Jun 10

Operational loss dependencies (Academic Paper)

by David Harper, CFA, FRM, CIPM


FRM |

Ganna Reshetar gives a brief, helpful introduction to the loss distribution approach (LDA) under Basel II. Basel II does not give a bank credit (diversification benefits) for imperfect correlations among operational losses, either among loss types or across business lines. The paper explores the use of a mixture distribution model to account for dependencies (correlations); this would be invalid under Basel II but is still instructive. Another way to view the Basel approach is: the implicit assumption of perfect correlation is an extreme conservatism.

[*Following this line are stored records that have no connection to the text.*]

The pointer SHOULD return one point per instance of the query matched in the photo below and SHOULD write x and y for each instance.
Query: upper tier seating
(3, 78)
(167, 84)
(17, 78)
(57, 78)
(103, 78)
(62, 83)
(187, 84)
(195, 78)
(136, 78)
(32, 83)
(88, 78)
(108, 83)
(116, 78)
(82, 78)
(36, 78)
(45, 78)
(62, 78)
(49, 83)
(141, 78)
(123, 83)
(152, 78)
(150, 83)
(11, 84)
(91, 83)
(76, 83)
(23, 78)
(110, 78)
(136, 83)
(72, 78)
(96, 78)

Basel II allow for three approaches to operational risk:

  1. Basic Indicator Approach (BIA),
  2. Standardized Approach (SA). BIA and SA use gross income as gauges of operational risk. Pretty rough. Or, the more sophisticated…
  3. Advanced Measurement Approach (AMA). Under AMA, banks may choose LDA or another internal operational risk measurement model developed by a bank

In Basel, operational losses fall into 56 (8 x 7) risk classes: losses are classified among seven loss types (Internal Fraud; External Fraud; Employment Practices and Workplace Safety; Clients, Products and Business Practices; Damage to Physical Assets; Business Disruption and System Failure; and Execution, Delivery and Process Management) and eight business lines (Corporate Finance; Trading and Sales; Retail Banking; Payment and Settlement; Agency Services; Commercial Banking; Asset Management; and Retail Brokerage)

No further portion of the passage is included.